Wednesday, June 17, 2015

Baseball, Commitment and Understanding Consequences

Buddy signed up for lunchtime intramural baseball this year and things had been going fine. Sometimes they won, sometimes they lost. They had a tournament that was fun. It clearly isn't Buddy's favorite sport but he also doesn't hate it.

Last week, I was sitting outside enjoying a warm, sunny evening. Buddy came out of the house to sit with me and we were chatting about our days. I asked Buddy if there was still baseball or if it was done for the year.

"They're still playing, but not me. I missed a game and Mr. Black told me I couldn't come back."


We talked about it a bit, and the story according to Buddy was he forgot he had baseball and was playing with his friends over the lunch hour. He didn't notice the game going on until it was almost over. When he went to the field, he was told by his teacher he was off the team for missing.

This story sound like it doesn't add up to anyone else? Because it sure didn't sound like the whole truth to me.

At the same time, I was worried that Buddy was kicked off the team permanently. Regardless of what he had done, I questioned the appropriateness of the consequence for a kid with abandonment issues.

I asked Buddy how it made him feel to be told he couldn't play any more. He said it made him feel nothing, then got up and walked to the other side of our yard. I said that if it was me, I would probably have felt embarrassed. That I don't like to be wrong and when people point out when I am I don't like it, especially if other people are around. He nodded and we left it at that.

Hubby contacted the school and had a conversation with Mr. Black the next day. His story was a little different and more believable. Buddy didn't want to stay around the diamond at lunch time and chose not to play baseball that day.  Mr. Black said he generally doesn't punish kids for missing a game, but the difference was that Buddy "was right there and chose not to play."  He made a commitment to the team which he didn't honor and commitments are important, so Mr.
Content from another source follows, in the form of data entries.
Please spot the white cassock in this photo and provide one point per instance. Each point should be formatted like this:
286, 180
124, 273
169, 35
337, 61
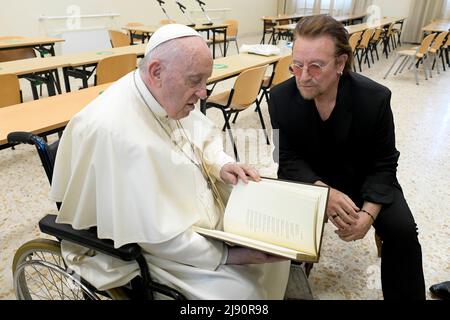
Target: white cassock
117, 169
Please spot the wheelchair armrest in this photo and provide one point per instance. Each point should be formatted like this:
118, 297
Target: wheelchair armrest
88, 238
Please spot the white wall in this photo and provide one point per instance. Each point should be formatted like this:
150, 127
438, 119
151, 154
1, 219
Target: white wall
393, 8
21, 16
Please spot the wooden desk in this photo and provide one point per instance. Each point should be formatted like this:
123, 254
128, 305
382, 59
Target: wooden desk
90, 59
291, 17
147, 31
350, 19
437, 26
44, 116
43, 45
52, 114
40, 67
231, 66
273, 23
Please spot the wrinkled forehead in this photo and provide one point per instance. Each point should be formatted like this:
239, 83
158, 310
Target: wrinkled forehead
322, 47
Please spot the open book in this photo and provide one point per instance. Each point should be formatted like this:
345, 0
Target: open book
277, 217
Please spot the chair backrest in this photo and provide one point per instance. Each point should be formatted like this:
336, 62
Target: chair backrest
246, 87
118, 39
17, 54
166, 21
134, 24
9, 90
232, 27
367, 35
281, 72
425, 45
377, 35
439, 41
354, 39
113, 68
390, 31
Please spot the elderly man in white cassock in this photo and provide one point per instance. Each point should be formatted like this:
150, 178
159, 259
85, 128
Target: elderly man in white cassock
143, 166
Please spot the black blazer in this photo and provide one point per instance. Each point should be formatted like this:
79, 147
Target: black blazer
353, 151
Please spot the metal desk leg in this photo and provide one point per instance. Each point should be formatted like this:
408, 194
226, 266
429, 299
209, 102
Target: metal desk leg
66, 79
225, 42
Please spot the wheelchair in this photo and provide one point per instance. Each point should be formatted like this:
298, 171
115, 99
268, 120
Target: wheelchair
39, 270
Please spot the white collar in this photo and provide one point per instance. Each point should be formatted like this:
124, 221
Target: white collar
150, 101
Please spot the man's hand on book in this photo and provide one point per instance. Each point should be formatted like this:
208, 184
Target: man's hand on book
341, 210
232, 172
239, 255
356, 231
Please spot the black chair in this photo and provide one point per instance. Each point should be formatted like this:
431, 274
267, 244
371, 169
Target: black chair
39, 269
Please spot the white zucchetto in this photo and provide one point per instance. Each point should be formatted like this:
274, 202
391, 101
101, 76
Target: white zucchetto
169, 32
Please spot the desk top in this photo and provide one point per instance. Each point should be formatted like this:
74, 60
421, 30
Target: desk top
349, 17
27, 66
93, 57
152, 29
287, 17
230, 66
437, 26
46, 114
27, 42
54, 112
291, 26
363, 26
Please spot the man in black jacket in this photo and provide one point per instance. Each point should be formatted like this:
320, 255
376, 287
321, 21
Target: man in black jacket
336, 128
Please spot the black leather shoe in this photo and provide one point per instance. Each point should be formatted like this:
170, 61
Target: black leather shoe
441, 290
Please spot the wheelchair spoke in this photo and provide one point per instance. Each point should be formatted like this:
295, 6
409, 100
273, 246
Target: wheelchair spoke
41, 278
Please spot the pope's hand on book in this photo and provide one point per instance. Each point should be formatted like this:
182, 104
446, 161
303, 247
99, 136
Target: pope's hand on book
341, 210
232, 172
239, 255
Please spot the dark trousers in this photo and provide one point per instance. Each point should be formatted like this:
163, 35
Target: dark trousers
401, 254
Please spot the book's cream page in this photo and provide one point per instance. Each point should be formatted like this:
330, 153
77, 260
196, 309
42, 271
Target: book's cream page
322, 203
273, 213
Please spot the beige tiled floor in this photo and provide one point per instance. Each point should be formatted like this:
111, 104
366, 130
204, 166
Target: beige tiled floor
346, 270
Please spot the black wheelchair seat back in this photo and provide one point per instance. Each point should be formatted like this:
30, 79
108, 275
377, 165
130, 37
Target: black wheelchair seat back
88, 238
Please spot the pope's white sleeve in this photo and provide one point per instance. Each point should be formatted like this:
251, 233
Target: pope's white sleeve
215, 156
192, 249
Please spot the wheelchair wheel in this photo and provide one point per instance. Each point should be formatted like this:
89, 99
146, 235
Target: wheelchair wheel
40, 274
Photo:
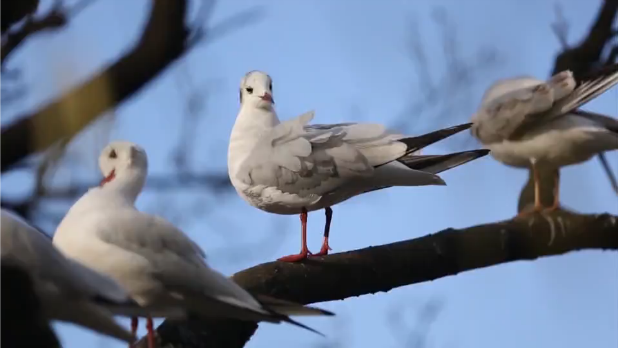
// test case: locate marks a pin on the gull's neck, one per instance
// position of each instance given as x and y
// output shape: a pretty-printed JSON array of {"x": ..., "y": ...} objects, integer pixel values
[
  {"x": 251, "y": 123},
  {"x": 126, "y": 185}
]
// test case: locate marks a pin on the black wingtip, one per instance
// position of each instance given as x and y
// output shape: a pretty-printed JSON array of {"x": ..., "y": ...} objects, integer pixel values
[
  {"x": 436, "y": 164},
  {"x": 416, "y": 143},
  {"x": 302, "y": 326},
  {"x": 597, "y": 73}
]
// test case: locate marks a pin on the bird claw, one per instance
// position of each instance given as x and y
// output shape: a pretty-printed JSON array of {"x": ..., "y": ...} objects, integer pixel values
[
  {"x": 324, "y": 250},
  {"x": 296, "y": 257}
]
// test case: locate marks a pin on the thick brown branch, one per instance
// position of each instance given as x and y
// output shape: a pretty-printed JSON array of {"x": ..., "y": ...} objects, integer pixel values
[
  {"x": 382, "y": 268},
  {"x": 162, "y": 42},
  {"x": 53, "y": 20}
]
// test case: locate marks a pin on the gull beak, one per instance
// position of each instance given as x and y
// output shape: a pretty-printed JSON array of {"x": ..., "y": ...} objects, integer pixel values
[
  {"x": 133, "y": 154},
  {"x": 267, "y": 97}
]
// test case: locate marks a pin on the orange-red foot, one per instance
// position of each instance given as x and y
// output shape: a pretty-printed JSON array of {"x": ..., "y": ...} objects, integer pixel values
[
  {"x": 324, "y": 250},
  {"x": 151, "y": 336},
  {"x": 526, "y": 213},
  {"x": 296, "y": 257}
]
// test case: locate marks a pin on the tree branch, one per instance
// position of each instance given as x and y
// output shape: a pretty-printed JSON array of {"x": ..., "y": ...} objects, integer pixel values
[
  {"x": 382, "y": 268},
  {"x": 162, "y": 42},
  {"x": 53, "y": 20}
]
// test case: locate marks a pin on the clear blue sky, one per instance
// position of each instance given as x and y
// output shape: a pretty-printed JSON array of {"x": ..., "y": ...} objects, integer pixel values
[{"x": 348, "y": 60}]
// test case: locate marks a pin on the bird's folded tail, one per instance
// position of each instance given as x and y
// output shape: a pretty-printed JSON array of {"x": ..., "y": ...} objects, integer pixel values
[
  {"x": 416, "y": 143},
  {"x": 438, "y": 163},
  {"x": 267, "y": 309},
  {"x": 283, "y": 309},
  {"x": 588, "y": 88}
]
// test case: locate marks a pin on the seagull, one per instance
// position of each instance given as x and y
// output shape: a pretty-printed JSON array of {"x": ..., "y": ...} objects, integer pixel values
[
  {"x": 162, "y": 269},
  {"x": 292, "y": 167},
  {"x": 67, "y": 290},
  {"x": 530, "y": 123}
]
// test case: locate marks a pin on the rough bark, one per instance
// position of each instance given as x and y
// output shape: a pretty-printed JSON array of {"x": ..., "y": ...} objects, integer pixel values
[
  {"x": 162, "y": 42},
  {"x": 382, "y": 268},
  {"x": 21, "y": 321}
]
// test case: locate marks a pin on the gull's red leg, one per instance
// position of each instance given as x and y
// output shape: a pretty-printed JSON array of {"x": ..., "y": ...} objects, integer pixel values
[
  {"x": 304, "y": 251},
  {"x": 133, "y": 328},
  {"x": 556, "y": 204},
  {"x": 537, "y": 195},
  {"x": 325, "y": 247},
  {"x": 150, "y": 329}
]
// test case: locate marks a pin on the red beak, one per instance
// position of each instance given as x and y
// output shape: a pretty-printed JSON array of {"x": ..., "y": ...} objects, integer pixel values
[
  {"x": 108, "y": 178},
  {"x": 267, "y": 97}
]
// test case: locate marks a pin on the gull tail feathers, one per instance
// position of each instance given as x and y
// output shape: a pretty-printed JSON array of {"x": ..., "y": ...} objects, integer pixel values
[
  {"x": 416, "y": 143},
  {"x": 233, "y": 308},
  {"x": 290, "y": 308},
  {"x": 436, "y": 164},
  {"x": 590, "y": 87}
]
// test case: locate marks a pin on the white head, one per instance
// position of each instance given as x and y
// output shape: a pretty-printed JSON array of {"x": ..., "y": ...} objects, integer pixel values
[
  {"x": 124, "y": 166},
  {"x": 256, "y": 90}
]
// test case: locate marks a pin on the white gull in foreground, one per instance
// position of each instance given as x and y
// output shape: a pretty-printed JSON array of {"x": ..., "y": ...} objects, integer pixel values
[
  {"x": 529, "y": 123},
  {"x": 162, "y": 269},
  {"x": 292, "y": 167},
  {"x": 67, "y": 290}
]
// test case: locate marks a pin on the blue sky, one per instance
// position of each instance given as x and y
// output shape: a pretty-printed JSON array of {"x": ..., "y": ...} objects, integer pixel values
[{"x": 349, "y": 61}]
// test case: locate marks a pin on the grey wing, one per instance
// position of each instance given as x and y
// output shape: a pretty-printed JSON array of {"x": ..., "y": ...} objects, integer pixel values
[
  {"x": 314, "y": 159},
  {"x": 175, "y": 260},
  {"x": 25, "y": 244},
  {"x": 609, "y": 123}
]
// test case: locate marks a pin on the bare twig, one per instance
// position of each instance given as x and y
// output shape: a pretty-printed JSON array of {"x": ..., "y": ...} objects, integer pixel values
[{"x": 561, "y": 27}]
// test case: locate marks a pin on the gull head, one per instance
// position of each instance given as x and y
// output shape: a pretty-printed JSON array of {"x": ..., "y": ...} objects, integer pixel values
[
  {"x": 124, "y": 166},
  {"x": 256, "y": 90}
]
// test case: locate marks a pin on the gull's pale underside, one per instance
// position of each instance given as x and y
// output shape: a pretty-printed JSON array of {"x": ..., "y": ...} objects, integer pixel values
[{"x": 67, "y": 290}]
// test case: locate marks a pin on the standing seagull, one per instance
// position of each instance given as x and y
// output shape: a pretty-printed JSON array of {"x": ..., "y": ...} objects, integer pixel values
[
  {"x": 68, "y": 291},
  {"x": 529, "y": 123},
  {"x": 292, "y": 167},
  {"x": 162, "y": 269}
]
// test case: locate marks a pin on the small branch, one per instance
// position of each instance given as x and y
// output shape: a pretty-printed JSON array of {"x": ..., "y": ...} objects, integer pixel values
[
  {"x": 584, "y": 57},
  {"x": 56, "y": 18},
  {"x": 162, "y": 42},
  {"x": 21, "y": 318},
  {"x": 382, "y": 268}
]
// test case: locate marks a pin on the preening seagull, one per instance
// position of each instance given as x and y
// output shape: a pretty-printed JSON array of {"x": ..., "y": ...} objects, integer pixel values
[
  {"x": 67, "y": 290},
  {"x": 530, "y": 123},
  {"x": 161, "y": 268},
  {"x": 292, "y": 167}
]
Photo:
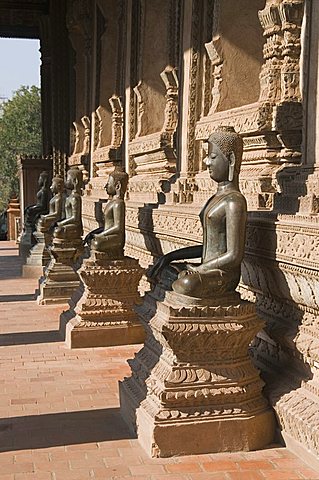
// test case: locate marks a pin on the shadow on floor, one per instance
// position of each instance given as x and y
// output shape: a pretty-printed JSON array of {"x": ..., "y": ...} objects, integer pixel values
[
  {"x": 26, "y": 297},
  {"x": 29, "y": 338},
  {"x": 10, "y": 267},
  {"x": 57, "y": 429}
]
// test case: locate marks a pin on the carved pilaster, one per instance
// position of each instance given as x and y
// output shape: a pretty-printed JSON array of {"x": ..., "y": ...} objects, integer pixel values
[
  {"x": 154, "y": 154},
  {"x": 81, "y": 149}
]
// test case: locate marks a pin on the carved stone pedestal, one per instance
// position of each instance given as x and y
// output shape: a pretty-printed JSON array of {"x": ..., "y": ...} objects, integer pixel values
[
  {"x": 104, "y": 314},
  {"x": 39, "y": 256},
  {"x": 60, "y": 279},
  {"x": 193, "y": 387}
]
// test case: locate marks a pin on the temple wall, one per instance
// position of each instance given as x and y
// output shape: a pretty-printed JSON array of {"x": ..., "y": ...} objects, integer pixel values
[{"x": 185, "y": 68}]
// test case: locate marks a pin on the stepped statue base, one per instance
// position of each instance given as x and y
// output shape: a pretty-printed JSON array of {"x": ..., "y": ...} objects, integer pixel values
[
  {"x": 39, "y": 256},
  {"x": 104, "y": 315},
  {"x": 193, "y": 387},
  {"x": 60, "y": 279}
]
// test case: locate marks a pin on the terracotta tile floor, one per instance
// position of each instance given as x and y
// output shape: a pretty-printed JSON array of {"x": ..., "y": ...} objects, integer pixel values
[{"x": 59, "y": 410}]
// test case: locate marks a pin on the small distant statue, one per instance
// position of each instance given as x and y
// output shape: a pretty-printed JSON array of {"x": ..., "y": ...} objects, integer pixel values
[
  {"x": 224, "y": 221},
  {"x": 71, "y": 227},
  {"x": 33, "y": 212},
  {"x": 56, "y": 206},
  {"x": 110, "y": 238}
]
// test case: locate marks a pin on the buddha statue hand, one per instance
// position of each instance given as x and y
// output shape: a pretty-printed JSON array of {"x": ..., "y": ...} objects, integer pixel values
[{"x": 195, "y": 283}]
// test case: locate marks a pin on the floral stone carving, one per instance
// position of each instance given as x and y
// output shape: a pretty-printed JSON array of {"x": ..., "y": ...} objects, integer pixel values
[{"x": 104, "y": 316}]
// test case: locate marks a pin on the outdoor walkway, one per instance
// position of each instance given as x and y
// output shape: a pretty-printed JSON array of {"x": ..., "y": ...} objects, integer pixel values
[{"x": 59, "y": 409}]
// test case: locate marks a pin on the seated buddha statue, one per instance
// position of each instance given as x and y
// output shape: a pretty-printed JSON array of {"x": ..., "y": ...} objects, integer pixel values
[
  {"x": 71, "y": 227},
  {"x": 33, "y": 212},
  {"x": 110, "y": 238},
  {"x": 56, "y": 206},
  {"x": 223, "y": 220}
]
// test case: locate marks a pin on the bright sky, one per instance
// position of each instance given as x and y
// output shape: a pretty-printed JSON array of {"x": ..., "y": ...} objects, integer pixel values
[{"x": 20, "y": 64}]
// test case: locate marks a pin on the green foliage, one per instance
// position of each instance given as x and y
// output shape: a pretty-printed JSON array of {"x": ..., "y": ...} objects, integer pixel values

Black gave Buddy a one-game suspension.  He was welcome to come back and play the next game after that.

Hubby told Mr. Black that Buddy didn't seem to understand the reason why couldn't play baseball, other than that he simply missed the game. Buddy didn't get the lesson Mr. Black was trying to teach. Hubby reminded Mr. Black that when bad things happen, Buddy withdraws and avoids focusing on the event and that we've found it's important to be really clear about what consequences are imposed and why.

Mr. Black wasn't defensive, he said he would follow up with Buddy. He thought Buddy understood but realized he clearly must not have.  We were all on the same page.

So, after his one-game suspension, Buddy returned for the final game. They may have lost in the playoffs, but I hope Buddy gained more than just a title from his time on the team.